Dobber’s first day back, Jim exploded out of the kitchen at a trot, slamming open fish case doors and rifling through the merchandise. He’d run out of salmon for the day’s special, and needed fresh meat fast.

This of course violated Dobber’s number one rule of operations: Our inventory is not their inventory. If the kitchen needed fish, they had to buy it like everyone else. Jim grabbed a salmon by the tail, while Dobber caught hold of the front end, his fingers luckily laced through the gill.

It took Dobber only two seconds to win that tug of war, and when he found he alone had ownership of the now floppy fish, he cracked again. Like a rioter in the streets, he clobbered Jim upside the coiffed head, then again on the back and shoulders, knocking Jim off his feet.

He landed several more blows before the manager and I could pry him loose.
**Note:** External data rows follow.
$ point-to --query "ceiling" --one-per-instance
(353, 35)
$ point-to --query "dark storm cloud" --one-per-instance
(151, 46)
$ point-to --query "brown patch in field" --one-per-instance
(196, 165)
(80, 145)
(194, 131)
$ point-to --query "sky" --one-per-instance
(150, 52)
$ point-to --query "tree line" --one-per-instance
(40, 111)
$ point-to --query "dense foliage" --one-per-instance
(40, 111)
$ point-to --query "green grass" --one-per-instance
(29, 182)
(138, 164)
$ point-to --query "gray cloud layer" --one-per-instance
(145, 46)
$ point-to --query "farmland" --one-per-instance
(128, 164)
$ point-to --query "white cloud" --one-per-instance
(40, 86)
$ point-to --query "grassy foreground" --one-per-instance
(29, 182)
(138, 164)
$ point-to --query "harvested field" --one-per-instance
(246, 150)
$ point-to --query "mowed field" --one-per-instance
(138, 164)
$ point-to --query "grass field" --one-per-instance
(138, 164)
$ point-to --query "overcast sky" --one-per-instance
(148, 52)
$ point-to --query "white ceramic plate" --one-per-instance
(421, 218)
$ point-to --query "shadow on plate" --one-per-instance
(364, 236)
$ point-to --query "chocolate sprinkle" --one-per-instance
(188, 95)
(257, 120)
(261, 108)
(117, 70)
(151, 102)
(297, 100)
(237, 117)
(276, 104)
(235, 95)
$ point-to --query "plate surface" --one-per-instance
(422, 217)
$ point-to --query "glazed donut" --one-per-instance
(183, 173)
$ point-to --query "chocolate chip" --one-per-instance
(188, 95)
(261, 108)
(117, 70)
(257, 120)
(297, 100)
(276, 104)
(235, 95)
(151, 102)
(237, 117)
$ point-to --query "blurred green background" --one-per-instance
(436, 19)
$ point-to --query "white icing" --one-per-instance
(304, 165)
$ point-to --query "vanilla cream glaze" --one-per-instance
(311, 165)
Seconds later, Jim was staggering but on his feet long enough to rip off his apron and throw it to the ground.

Spitting out bits of pink meat, he gave an impromptu — and entirely incoherent — speech referencing Confederate General Stonewall Jackson before stomping crookedly from the store.

We watched him limp to his van and climb inside, the engine roaring to life in a strange display of automotive ferocity. Tires squealed as he tore out of the parking lot and into traffic, half-heartedly clipping an old man walking his dog.

Not knowing what else to do, I handed Jim’s bootheel to Manager Dale.

He arched an eyebrow.

“Dunno,” I said. “I think he lost it in the melee.”